El despertar del alma
Enrique Gómez Carrillo
Treinta años van a cumplirse desde el día en que abandoné la casita florida en que nací. ¡Treinta años!… Y todavía ahora, en los momentos de vaga melancolía, oigo el murmullo de la fuente que cantaba en mi patio blanco su eterna canción de cristal… Todavía oigo el concierto de turpiales que en las mañanas de la perpetua primavera americana despertábame dándome consejos de amor.
Dicen que la ciudad había cambiado en estos últimos veinte años, convirtiéndose en una de las más hermosas capitales de América.
Estoy seguro, no obstante de que siempre conservaba la gracia andaluza de sus rejas y de sus surtidores, la languidez voluptuosa de sus jardines, la alegría de sus ventanas floridas, la elegancia severa de sus tapias blancas, la animación de sus tardes de rosa y oro.
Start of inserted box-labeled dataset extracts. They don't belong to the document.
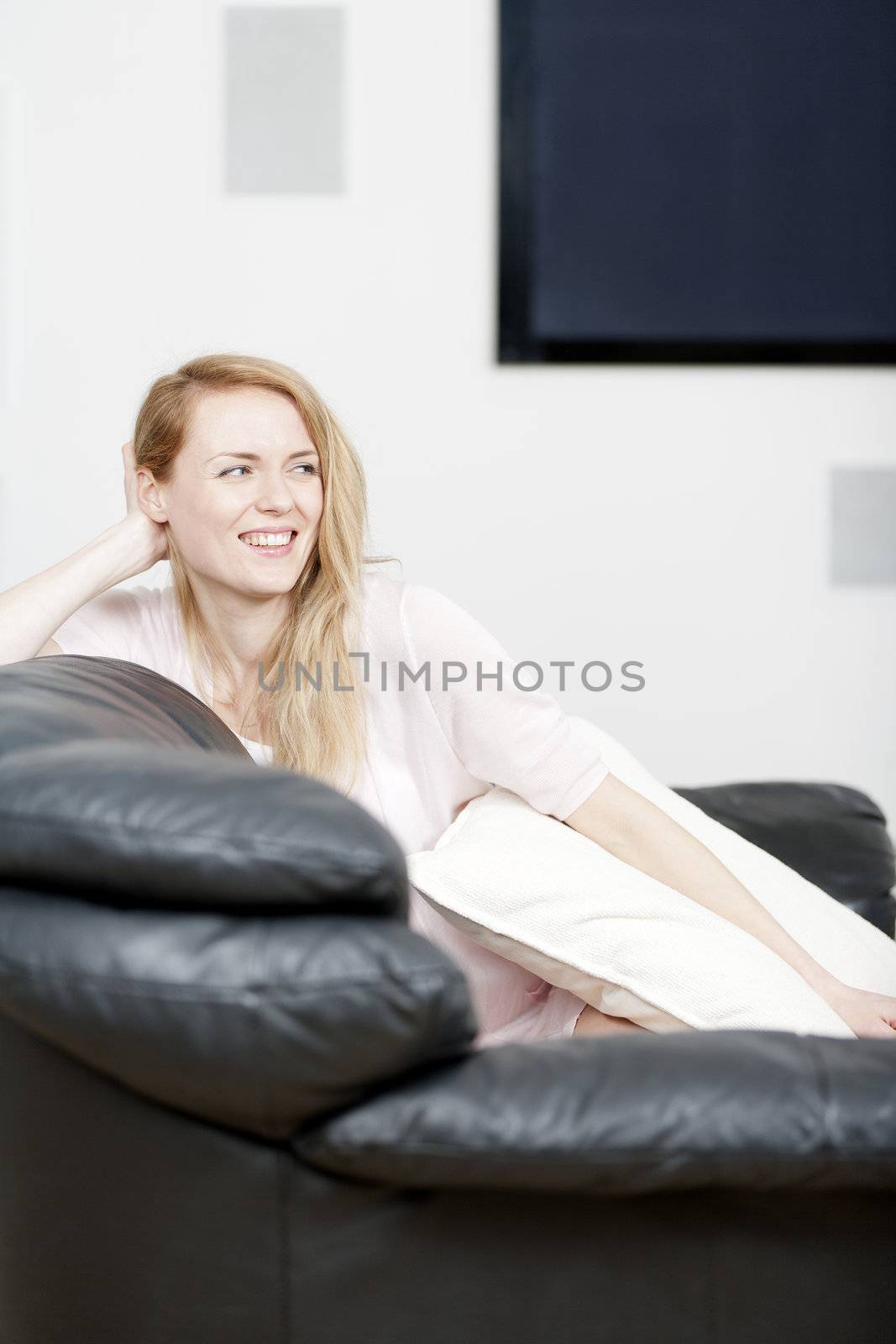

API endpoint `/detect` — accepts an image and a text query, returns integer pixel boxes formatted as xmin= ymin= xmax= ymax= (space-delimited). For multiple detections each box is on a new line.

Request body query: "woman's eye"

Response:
xmin=217 ymin=462 xmax=317 ymax=480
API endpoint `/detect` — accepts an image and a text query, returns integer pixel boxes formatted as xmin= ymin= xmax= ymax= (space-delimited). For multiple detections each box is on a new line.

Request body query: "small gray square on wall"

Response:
xmin=224 ymin=5 xmax=344 ymax=193
xmin=831 ymin=466 xmax=896 ymax=583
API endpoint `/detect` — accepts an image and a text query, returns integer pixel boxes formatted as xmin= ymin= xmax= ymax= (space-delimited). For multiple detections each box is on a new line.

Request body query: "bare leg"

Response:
xmin=572 ymin=1004 xmax=647 ymax=1037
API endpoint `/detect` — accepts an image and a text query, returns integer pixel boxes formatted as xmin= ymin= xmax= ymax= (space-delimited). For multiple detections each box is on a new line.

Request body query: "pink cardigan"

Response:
xmin=52 ymin=570 xmax=607 ymax=1048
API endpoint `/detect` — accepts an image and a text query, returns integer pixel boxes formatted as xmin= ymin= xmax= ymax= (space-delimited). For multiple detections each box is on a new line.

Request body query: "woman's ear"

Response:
xmin=137 ymin=466 xmax=168 ymax=522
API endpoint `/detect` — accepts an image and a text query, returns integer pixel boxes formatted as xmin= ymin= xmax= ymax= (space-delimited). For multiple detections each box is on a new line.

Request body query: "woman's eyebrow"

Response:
xmin=206 ymin=448 xmax=317 ymax=462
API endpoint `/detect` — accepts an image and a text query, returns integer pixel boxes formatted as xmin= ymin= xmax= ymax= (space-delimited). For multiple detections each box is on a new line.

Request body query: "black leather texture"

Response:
xmin=0 ymin=739 xmax=407 ymax=918
xmin=674 ymin=780 xmax=896 ymax=938
xmin=0 ymin=656 xmax=896 ymax=1344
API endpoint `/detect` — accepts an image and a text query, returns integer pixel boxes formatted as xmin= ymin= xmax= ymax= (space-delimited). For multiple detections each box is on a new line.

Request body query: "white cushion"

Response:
xmin=407 ymin=719 xmax=896 ymax=1037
Yo, por lo menos, así la sueño siempre, y así pensaba verla algún día antes de morir. ¡Cuántas veces, en mis horas de nostalgia, una voz interior me murmuraba, en el fondo del alma, una invitación al retorno hacia los lares lejanos, cuya imagen era una promesa de paz, de dulzura, de quietud espiritual! «Ven, ven pronto, decíame esa voz.» Yo lo dejaba para más tarde, para después de un libro… para después de un idilio… para después de la guerra… Al fin y al cabo, una ciudad tiene siempre tiempo de esperar a un hijo pródigo.
Sin embargo, mi deseo de volver, aunque no sea sino para pasar allá una semana, me atormenta ahora tanto como antes. Después de orar en el sepulcro de mi madre, rezaré ante la tumba de la Ciudad entera… Y, además, encontraré siempre el mismo sol, el mismo cuerlo, las mismas flores… El espectáculo de la impasible alegría de la Naturaleza flotando sobre los lugares trágicos, que tantas veces me ha sorprendido en las aldeas de Alsacia y de Marne, allá se convertirá en un cuadro formidable.